Perawat Ratih Berjuang Agar Pasien COVID-19 SembuhPerawat Ratih Berjuang Agar Pasien COVID-19 Sembuh

Banten (Berita): Ratih Fitriyanti Putri (33), seorang perawat Rumah Sakit Umum Daerah (RSUD) Banten berjuang ingin pasien penderita COVID-19 yang ditanganinya itu sembuh agar Indonesia terbebas dari penyebaran penyakit menular yang berbahaya dan mematikan.
Pekerjaan perawat itu cukup berisiko terhadap penularan penyakit dari pasien yang ditanganinya itu, bahkan tenaga medis di Indonesia baik dokter maupun perawat yang menangani COVID-19 hingga menimbulkan korban jiwa atau meninggal dunia.

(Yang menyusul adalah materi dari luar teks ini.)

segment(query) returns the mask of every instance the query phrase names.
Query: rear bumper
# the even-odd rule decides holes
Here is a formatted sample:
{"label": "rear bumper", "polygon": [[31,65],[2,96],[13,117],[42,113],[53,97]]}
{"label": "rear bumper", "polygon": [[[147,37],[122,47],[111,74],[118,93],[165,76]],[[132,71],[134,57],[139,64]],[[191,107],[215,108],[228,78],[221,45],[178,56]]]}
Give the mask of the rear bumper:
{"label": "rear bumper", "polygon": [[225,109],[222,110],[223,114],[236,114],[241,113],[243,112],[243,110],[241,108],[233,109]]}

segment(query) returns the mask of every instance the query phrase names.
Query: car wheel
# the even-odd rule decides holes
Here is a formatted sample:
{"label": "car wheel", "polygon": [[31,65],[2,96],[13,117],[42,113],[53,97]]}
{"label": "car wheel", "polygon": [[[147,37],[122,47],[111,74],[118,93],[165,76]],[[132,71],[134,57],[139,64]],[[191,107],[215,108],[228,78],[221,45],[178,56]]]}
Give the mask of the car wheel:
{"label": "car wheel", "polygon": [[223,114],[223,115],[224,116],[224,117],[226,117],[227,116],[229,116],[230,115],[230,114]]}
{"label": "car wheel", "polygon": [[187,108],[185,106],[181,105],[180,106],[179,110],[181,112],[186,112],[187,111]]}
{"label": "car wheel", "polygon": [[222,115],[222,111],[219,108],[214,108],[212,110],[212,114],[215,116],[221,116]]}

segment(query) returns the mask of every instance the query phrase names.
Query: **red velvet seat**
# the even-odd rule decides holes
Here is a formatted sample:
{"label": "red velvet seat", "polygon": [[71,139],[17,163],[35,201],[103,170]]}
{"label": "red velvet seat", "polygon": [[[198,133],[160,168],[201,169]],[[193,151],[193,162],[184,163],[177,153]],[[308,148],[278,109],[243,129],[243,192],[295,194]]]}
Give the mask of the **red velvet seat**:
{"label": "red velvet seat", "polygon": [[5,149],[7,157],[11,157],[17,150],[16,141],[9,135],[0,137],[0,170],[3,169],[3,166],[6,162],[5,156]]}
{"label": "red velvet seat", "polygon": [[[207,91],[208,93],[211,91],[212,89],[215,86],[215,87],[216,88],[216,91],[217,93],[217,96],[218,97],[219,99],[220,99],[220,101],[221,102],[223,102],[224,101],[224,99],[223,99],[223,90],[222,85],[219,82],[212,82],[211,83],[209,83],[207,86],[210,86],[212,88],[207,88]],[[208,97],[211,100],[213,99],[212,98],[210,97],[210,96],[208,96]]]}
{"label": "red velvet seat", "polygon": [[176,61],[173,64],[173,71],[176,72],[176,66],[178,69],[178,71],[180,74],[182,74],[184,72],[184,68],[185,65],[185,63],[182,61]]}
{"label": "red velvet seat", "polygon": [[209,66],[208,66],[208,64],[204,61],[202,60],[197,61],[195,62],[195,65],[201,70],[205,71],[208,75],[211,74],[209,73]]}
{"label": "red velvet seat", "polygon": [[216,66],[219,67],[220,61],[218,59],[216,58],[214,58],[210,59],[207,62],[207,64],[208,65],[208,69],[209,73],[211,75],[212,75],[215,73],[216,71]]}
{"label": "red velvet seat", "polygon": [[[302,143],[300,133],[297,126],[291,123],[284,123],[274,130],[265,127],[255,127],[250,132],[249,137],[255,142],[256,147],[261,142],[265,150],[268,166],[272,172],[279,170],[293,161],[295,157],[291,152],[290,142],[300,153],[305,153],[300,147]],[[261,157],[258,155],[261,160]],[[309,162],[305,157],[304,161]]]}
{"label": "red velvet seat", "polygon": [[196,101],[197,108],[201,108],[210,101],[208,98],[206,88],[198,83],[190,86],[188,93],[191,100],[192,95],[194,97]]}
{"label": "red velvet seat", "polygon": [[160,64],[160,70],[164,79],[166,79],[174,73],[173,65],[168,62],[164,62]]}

Resiko penularan tentu sangat besar dan ancaman kematian, namun sosok perawat memiliki tanggung jawab untuk penyembuhan penyakit tersebut.
Menurut dia, cita-cita ingin menjadi seorang perawat itu berawal terinsipirasi dari perjuangan RA Kartini, dimana kaum perempuan Indonesia harus bangkit dan sejajar dengan kaum laki-laki untuk mengisi pembangunan.
Posisi kaum perempuan itu bisa mengambil berbagai jabatan dan profesi, sehingga termotivasi untuk mengabdikan diri kepada bangsa dengan menjadi perawat.
Sebab, perawat merupakan pekerja mulia dan berpahala dapat menolong orang untuk kesembuhan berbagai penyakit yang dideritanya saat menjalani perawatan medis rumah sakit.
Ia setelah lulus SMAN 2 Rangkasbitung melanjutkan pendidikan pada jurusan Akademi Keperawatan Falatehan di Serang.
Ia mengatakan dirinya sebagai karyawan RSUD Banten sejak 2012 berstatus tenaga kontrak dengan penghasilan Rp3,1 juta/bulan, namun saat ditugaskan untuk menangani pasien COVID-19 sesuai kontrak tertanggal 25 Maret sampai 29 Juni 2020.
Selama ini, kata dia, ia melayani dan merawat pasien COVID-19 berjalan lancar dan tidak ada masalah bahkan merasa senang karena banyak pasien yang sembuh.
Dari 28 pasien COVID-19 yang ditanganinya itu cukup terbuka dan baik-baik, sehingga banyak yang sembuh total dari Tangerang dan daerah lainya di Provinsi Banten.
Namun, ia menangani pasien COVID-19 hingga delapan jam tidak bisa makan, minum hingga pergi ke toilet, sebab menggunakan pakaian alat perlindungan diri (APD).
Oleh karena itu, dirinya harus mempersiapkan diri dengan kekuatan fisik dan minum vitamin juga banyak beristirahat serta banyak cuci tangan, mandi agar tidak tertular virus corona itu.
Ia mengapresiasi Gubernur Banten Wahidin Halim yang memperhatikan perawat dengan memberikan sarana yang sangat memadai bagi tenaga medis yang menangani pasien COVID-19 itu.
Selama ini, kata dia, dirinya tinggal dikarantina di Hotel La Dian bersama teman-teman perawat lainnya dengan fasilitas istimewa mulai makan, kamar ruangan hingga ruangan tamu.